We have not yet confronted the question of what makes the feedback ‘positive’ or ‘negative’, which is an important distinction because homeostatic regulation requires negative feedback. Returning to the example in Fig. 1, negative feedback would down-regulate hyperpolarising channels if the membrane potential were more negative than its target value, and up-regulate them if the membrane potential were positive with respect to the target value. Thus, the sign of a feedback control (whether it is positive or negative) depends on the dynamics of the plant. Interestingly, this means the control mechanism must ‘know’ what effect the regulation of a given variable has on the observables. This built-in ‘knowledge’ of how the plant behaves is an aspect of the internal model principle of control theory – a striking and deep result which states that any effective control system must have an internal representation of the system it is controlling (Francis & Wonham, 1976). How is such knowledge embedded? This is an interesting question; in the case of low-level regulation in individual cells, tuning of the regulatory response probably occurs on an evolutionary timescale. Specifically, the properties of particular gene products (such as the biophysical characteristics of voltage-gated ion channels) and the properties of regulatory signalling networks (the rate constants, interaction sites and identity of the molecules involved) emerge through the trial-and-error nature of evolution as components of a functioning control system. This does, however, introduce a ‘chicken and egg’ dilemma: cellular components perform tasks that are often vital for the survival of an organism, therefore their expression in a cell needs to be regulated – how can appropriate regulatory machinery evolve in anticipation of such components appearing?

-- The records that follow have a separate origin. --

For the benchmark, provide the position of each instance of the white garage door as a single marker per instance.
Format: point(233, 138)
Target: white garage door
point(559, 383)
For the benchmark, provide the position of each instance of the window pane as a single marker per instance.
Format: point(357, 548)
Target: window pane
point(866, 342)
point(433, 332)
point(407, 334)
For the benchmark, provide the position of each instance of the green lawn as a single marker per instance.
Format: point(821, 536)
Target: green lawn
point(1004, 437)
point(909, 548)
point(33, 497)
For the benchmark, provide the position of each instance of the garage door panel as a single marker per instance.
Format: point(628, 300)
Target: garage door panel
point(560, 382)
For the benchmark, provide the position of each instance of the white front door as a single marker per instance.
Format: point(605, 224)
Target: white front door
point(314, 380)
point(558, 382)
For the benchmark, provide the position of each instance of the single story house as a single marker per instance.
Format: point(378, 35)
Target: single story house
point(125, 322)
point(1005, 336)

As with all such questions, the answer presumably comes from considering the simplest, most fundamental forms of regulatory control as starting points for the gradual introduction of additional layers of complexity. These simple control mechanisms might, for example, describe processes that are rate-limited or physically constrained within particular bounds by their nature.

So far, we have focussed on feedback control and ignored the feedforward path. Like feedback control, feedforward control is capable of driving a system toward a target state, but unlike feedback control, it is insensitive to error in the output and therefore cannot underlie homeostasis in isolation. Feedforward controls ‘see’ the target signal and provide an appropriately transformed version of this signal (simple scaling is an example of such a transformation, as illustrated in Fig. 2B) to the plant. Since the feedforward control signal does not depend on measurements of the plant output, delays that are inherent in feedback control strategies can be avoided through their use (this can be seen by comparing the outputs in Fig. 3C and D with that of Fig. 3E). However, in the same way that feedback controllers can be optimised by tuning their parameters according to the dynamics of the plant, feedforward controllers need to ‘know’ how to scale the control signal to avoid overshoot or undershoot. In a neurophysiological context, feedforward controllers could represent processes that lead to stereotyped changes in the functional behaviour of a cell, such changes in intrinsic excitability caused by the action of neuromodulators (see Davis, 2006 for similar examples). More generally, feedforward control has been identified as a fundamental component of gene regulation using model organisms such as yeast (Lee et al. 2002; Mangan & Alon, 2003), whilst at a somewhat higher ‘system’ level, it is an established component of motor control and is integral to the theory of motor learning in humans (Wolpert & Ghahramani, 2000).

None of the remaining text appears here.